Department stores need to protect their turf.

This story first appeared in the July 10, 2012 issue of WWD. Subscribe Today.

“Market share defensibility” has become critical to the sector’s credit profiles, according to an analysis from Fitch Ratings titled “Department Stores: Clamoring for Share,” written by analyst Monica Aggarwal.

The debt watchdog said the department store sector has been “the most pressured category in domestic retail and is one of the few major areas to have actually contracted in size over the past decade. As a result, market share gains are even more necessary to sustain healthy profits and cash flow.”
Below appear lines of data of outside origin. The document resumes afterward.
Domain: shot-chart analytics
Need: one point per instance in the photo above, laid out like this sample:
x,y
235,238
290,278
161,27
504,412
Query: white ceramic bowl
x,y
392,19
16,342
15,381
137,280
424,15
The sector’s lost share to specialty chains, discounters and off-pricers and saw its sales shrink at a compounded annual rate of 2.2 percent over the past decade as retail sales, excluding automobiles, rose 4 percent, Fitch said.

The pain hasn’t been felt universally, though.

Kohl’s Corp., which has hit a rough patch lately, has been the strongest department store gainer, growing its share of sales within the sector to 10 percent last year from 2.6 percent in 2000. And the rating agency said Macy’s Inc. was the best positioned in the middle market, with strong momentum from new merchandising and store initiatives.

Sears Holdings Corp. has been the biggest share donor, giving up almost $9 billion in sales over the past five years, Fitch noted. More recently, J.C. Penney Co. Inc. has also lost some ground to competitors as it gets reinvented by chief executive officer Ron Johnson.

Fitch predicted the top 10 department stores as a group — Macy’s, Sears, Kohl’s, J.C. Penney, Nordstrom Inc., Dillard’s Inc., Neiman Marcus Inc., Belk Inc., Saks Inc. and The Bon-Ton Stores Inc. — would see no sales growth this year. Combined earnings before interest, taxes, depreciation and amortization are also expected to be about flat.

Weakness at Penney’s and Sears should be offset by relative strength at other large players.

Fitch said luxury department stores should continue to outperform this year, but that inventories seem to have grown faster than expected sales gains. “This could drive some downward pressure on gross margin for the remainder of 2012, particularly if sales momentum slows down given the continued stock market volatility,” Fitch said.

Looking further ahead, the sector faces online opportunities and offline challenges.

Fitch said department stores can better develop the e-commerce business to drive sales, but that vacant mall space could ultimately hurt customer traffic.

“Fitch thinks that more store closings and a potential restructuring of Sears over the next 24 months could have growing implications for traffic patterns and competitive dynamics within the mall,” said the report. “Mall vacancy rates could increase given the lack of appetite today of big-box retailers even outside the department store space to add incremental square footage.…The loss of an anchor tenant could potentially be a negative for the remaining retailers to the extent that it impacts mall traffic, given the significant overlap between retailers such as Macy’s, J.C. Penney and Sears.”